Nested Execution of Exception and Interrupt Handlers

Every interrupt or exception gives rise to a kernel control path or separate sequence of instructions that execute in Kernel Mode on behalf of the current process. For instance, when an I/O device raises an interrupt, the first instructions of the corresponding kernel control path are those that save the contents of the CPU registers in the Kernel Mode stack, while the last are those that restore the contents of the registers.

Kernel control paths may be arbitrarily nested; an interrupt handler may be interrupted by another interrupt handler, thus giving rise to a nested execution of kernel control paths. As a result, the last instructions of a kernel control path that is taking care of an interrupt do not always put the current process back into User Mode: if the level of nesting is greater than 1, these instructions will put into execution the kernel control path that was interrupted last, and the CPU will continue to run in Kernel Mode.

The price to pay for allowing nested kernel control paths is that an interrupt handler must never block, that is, no process switch can take place until an interrupt handler is running. In fact, all the data needed to resume a nested kernel control path is stored in the Kernel Mode stack, which is tightly bound to the current process.

Assuming that the kernel is bug free, most exceptions can occur only while the CPU is in User Mode. Indeed, they are either caused by programming errors or triggered by debuggers. However, the “Page Fault” exception may occur in Kernel Mode. This happens when the process attempts to address a page that belongs to its address space but is not currently in RAM. While handling such an exception, the kernel may suspend the current process and replace it with another one until the requested page is available. The kernel control path that handles the “Page Fault” exception resumes execution as soon as the process gets the processor again.

Exception Handling

Most exceptions issued by the CPU are interpreted by Linux as error conditions. When one of them occurs, the kernel sends a signal to the process that caused the exception to notify it of an anomalous condition. If, for instance, a process performs a division by zero, the CPU raises a “Divide error “ exception, and the corresponding exception handler sends a SIGFPE signal to the current process, which then takes the necessary steps to recover or (if no signal handler is set for that signal) abort.

Exception handlers have a standard structure consisting of three steps:

1. Save the contents of most registers in the Kernel Mode stack (this part is coded in assembly language).
2. Handle the exception by means of a high-level C function.
3. Exit from the handler by means of the ret_from_exception( ) function.

Interrupt Handling

Most exceptions are handled simply by sending a Unix signal to the process that caused the exception. The action to be taken is thus deferred until the process receives the signal; as a result, the kernel is able to process the exception quickly.
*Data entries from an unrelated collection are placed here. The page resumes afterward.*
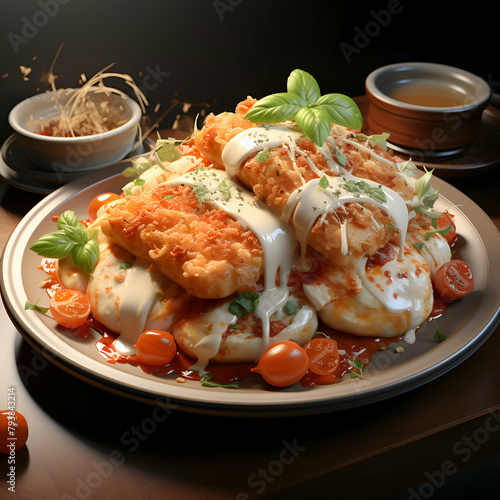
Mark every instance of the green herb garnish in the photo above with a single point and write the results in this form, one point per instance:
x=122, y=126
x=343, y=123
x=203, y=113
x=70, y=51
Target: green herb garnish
x=206, y=381
x=244, y=303
x=426, y=195
x=357, y=365
x=71, y=238
x=312, y=112
x=361, y=187
x=323, y=182
x=438, y=336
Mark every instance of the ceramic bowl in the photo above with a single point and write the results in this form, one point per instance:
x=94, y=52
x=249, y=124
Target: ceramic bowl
x=73, y=154
x=426, y=107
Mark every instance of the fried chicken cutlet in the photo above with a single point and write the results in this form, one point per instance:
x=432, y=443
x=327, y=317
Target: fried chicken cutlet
x=200, y=248
x=291, y=165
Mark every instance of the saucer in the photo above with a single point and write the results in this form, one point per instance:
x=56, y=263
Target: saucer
x=481, y=156
x=18, y=170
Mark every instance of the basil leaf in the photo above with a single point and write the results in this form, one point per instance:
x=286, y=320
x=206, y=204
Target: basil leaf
x=68, y=218
x=55, y=245
x=342, y=110
x=166, y=150
x=76, y=234
x=86, y=255
x=341, y=157
x=304, y=85
x=244, y=303
x=206, y=381
x=315, y=122
x=275, y=108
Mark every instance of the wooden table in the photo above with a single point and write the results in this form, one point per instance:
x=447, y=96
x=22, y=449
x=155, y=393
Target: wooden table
x=87, y=443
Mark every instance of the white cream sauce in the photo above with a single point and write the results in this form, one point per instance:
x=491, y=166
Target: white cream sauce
x=399, y=285
x=276, y=237
x=139, y=292
x=313, y=200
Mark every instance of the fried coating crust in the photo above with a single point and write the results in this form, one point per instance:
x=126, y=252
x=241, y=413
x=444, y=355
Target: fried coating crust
x=275, y=179
x=220, y=129
x=202, y=249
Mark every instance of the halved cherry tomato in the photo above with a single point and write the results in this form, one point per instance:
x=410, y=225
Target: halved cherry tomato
x=438, y=307
x=323, y=355
x=13, y=431
x=454, y=280
x=99, y=201
x=155, y=347
x=282, y=364
x=443, y=221
x=70, y=308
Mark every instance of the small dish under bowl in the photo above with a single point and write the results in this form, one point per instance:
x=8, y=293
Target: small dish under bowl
x=427, y=108
x=81, y=153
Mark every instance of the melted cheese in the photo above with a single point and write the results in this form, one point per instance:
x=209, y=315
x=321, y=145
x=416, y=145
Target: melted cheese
x=276, y=237
x=136, y=301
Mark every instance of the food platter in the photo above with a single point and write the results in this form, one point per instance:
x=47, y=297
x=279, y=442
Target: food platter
x=467, y=324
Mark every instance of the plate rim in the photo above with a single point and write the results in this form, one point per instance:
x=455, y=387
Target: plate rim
x=265, y=407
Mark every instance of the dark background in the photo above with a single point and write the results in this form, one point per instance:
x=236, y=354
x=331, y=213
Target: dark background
x=219, y=51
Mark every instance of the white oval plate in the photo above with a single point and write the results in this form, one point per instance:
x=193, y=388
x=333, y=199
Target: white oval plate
x=467, y=323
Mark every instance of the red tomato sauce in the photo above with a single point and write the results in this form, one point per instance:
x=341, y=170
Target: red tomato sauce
x=355, y=347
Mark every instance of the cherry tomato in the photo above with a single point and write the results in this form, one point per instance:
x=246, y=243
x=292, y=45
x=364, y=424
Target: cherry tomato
x=70, y=308
x=454, y=280
x=13, y=431
x=282, y=364
x=438, y=307
x=443, y=221
x=156, y=348
x=99, y=201
x=323, y=356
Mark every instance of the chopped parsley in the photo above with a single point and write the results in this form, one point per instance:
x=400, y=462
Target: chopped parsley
x=206, y=381
x=359, y=188
x=244, y=303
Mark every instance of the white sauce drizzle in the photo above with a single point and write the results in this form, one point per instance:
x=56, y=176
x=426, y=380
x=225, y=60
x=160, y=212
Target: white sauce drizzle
x=276, y=237
x=139, y=292
x=311, y=201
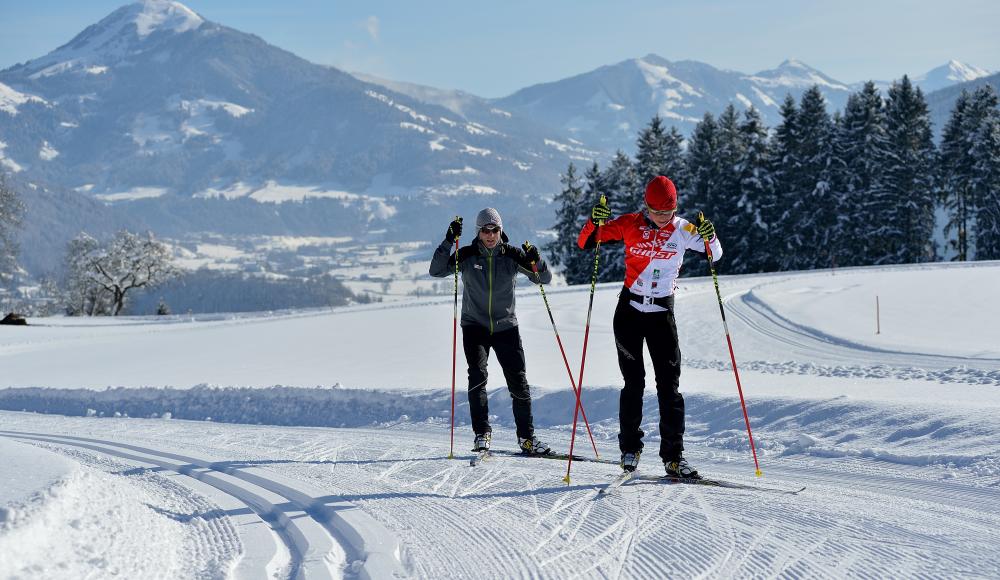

Interrupt handling depends on the type of interrupt. For our purposes, we’ll distinguish three main classes of interrupts:

• I/O interrupts. An I/O device requires attention; the corresponding interrupt handler must query the device to determine the proper course of action.
• Timer interrupts. Some timer, either a local APIC timer or an external timer, has issued an interrupt; this kind of interrupt tells the kernel that a fixed-time interval has elapsed. These interrupts are handled mostly as I/O interrupts.
• Interprocessor interrupts. A CPU issued an interrupt to another CPU of a multiprocessor system.